Выбрать главу

Но вот упакованы чемоданы и сумки, засупонены узлы, увязаны мешки и коробки. Чтобы увезти этот цыганский скарб, откупили целое купе. Вызвали две машины. Инна зажарила курицу на дорогу, я наделал бутербродов. Сережа долго целовался с моей мамой и, окруженный толпой провожающих, отбыл. Двери лифта закрылись, и он опустился в преисподнюю, в девятый круг ада... Обо всем дальнейшем я пишу скрепя сердце.

Всю жизнь Сережа делал что-нибудь безумное, странное или пагубное -лишь бы это был его собственный выбор. Я говорю не о творчестве, а о его житейских поступках. Подобно персонажам Достоевского, которого он, правда, не читал, Сергей стремился доказать себе, а главным образом окружающим, что он не обыкновенный человек, подчиняющийся неизвестно кем выдуманным нравственным законам, а личность, способная создать свои собственные законы и жить по ним. Отсюда и одна из его особенностей -- как легко он дарил, так же легко он и пользовался тем, что ему не принадлежало. Это был один из его "собственных законов".

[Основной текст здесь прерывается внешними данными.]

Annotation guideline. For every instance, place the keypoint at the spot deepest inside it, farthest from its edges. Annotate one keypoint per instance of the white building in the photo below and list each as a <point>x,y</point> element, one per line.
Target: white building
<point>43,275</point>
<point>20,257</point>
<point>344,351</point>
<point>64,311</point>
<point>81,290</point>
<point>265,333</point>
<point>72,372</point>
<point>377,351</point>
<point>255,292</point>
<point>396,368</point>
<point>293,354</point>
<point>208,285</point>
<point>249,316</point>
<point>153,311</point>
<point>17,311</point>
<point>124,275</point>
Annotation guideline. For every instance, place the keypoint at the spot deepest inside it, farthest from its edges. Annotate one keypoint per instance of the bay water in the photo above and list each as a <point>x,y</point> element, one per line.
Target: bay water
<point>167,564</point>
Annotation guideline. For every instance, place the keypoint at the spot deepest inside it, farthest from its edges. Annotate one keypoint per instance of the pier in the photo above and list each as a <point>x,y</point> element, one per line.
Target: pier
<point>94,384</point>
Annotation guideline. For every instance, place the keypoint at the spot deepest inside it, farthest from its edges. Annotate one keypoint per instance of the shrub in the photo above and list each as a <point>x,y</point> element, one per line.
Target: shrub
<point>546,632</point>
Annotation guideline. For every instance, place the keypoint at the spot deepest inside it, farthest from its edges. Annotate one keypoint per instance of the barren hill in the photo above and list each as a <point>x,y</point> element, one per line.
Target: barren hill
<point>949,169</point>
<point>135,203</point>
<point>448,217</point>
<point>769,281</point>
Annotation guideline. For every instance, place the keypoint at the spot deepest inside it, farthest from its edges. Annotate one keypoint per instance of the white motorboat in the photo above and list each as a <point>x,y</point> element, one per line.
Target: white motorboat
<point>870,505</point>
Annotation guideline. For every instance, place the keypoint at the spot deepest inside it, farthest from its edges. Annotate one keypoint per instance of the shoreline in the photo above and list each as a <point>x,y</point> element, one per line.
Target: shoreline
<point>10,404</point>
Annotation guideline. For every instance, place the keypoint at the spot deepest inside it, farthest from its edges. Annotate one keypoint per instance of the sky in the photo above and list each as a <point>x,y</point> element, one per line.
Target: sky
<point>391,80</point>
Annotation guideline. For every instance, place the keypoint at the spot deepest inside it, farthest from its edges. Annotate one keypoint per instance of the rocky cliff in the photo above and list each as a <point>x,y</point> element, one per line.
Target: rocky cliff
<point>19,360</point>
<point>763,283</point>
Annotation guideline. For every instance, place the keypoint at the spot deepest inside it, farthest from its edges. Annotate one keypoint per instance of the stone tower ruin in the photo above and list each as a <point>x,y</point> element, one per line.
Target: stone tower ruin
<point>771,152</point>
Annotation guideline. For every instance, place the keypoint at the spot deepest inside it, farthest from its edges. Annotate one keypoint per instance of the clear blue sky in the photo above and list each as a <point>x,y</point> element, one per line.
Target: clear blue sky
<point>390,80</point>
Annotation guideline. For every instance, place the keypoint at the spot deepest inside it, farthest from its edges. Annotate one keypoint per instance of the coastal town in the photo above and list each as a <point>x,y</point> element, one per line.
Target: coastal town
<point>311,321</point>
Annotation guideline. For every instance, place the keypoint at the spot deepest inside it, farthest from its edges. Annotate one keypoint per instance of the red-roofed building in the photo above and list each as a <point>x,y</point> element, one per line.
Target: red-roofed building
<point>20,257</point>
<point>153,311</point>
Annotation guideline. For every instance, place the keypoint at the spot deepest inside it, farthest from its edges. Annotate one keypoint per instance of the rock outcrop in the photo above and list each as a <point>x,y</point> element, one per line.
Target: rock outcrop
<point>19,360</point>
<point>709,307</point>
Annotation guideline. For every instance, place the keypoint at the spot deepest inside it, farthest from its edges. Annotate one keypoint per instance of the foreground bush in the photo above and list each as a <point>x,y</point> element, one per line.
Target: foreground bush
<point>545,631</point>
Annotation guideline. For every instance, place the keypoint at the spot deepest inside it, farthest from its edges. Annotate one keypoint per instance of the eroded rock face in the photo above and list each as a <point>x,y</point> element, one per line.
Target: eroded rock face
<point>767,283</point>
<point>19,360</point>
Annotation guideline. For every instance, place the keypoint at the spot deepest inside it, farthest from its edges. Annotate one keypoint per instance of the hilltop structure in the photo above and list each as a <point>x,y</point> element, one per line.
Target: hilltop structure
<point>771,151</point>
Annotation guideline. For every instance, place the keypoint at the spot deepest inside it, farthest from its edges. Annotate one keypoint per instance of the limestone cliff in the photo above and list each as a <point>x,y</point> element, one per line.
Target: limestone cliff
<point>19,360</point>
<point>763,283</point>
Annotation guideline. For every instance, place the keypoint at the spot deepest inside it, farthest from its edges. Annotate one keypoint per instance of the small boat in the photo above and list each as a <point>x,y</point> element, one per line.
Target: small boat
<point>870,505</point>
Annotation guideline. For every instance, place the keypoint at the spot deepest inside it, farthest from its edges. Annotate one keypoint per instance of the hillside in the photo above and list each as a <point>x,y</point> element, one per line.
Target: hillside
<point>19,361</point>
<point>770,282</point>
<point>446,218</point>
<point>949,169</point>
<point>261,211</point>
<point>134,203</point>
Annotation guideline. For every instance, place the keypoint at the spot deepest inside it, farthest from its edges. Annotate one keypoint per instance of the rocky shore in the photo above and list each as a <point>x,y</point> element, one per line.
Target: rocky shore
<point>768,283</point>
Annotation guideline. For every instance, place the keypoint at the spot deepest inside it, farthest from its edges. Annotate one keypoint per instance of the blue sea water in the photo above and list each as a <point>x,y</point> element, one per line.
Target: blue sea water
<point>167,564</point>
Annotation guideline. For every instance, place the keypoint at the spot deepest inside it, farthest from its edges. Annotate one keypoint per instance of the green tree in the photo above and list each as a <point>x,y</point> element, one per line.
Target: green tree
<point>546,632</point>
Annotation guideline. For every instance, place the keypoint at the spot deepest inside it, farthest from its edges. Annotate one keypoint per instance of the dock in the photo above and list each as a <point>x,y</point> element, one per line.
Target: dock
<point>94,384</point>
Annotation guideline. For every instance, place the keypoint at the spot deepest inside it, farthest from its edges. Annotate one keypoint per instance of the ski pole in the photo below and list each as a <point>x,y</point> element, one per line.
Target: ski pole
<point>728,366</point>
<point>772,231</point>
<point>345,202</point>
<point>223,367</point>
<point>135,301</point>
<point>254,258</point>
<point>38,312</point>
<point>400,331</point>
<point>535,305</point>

Целый день пакуя коробы, чемоданы и баулы, пока мы занимались своими делами, он исподволь путал скарб с амстердамской барахолки с нашими домашними вещами и отнюдь не случайно уложил к себе кое-что, что для нас с Инной было раритетом и реликвией. Да будет мне позволено не вдаваться в подробности, чтобы не унижать Сережу, которого уже нет с нами. Но что было -- то было.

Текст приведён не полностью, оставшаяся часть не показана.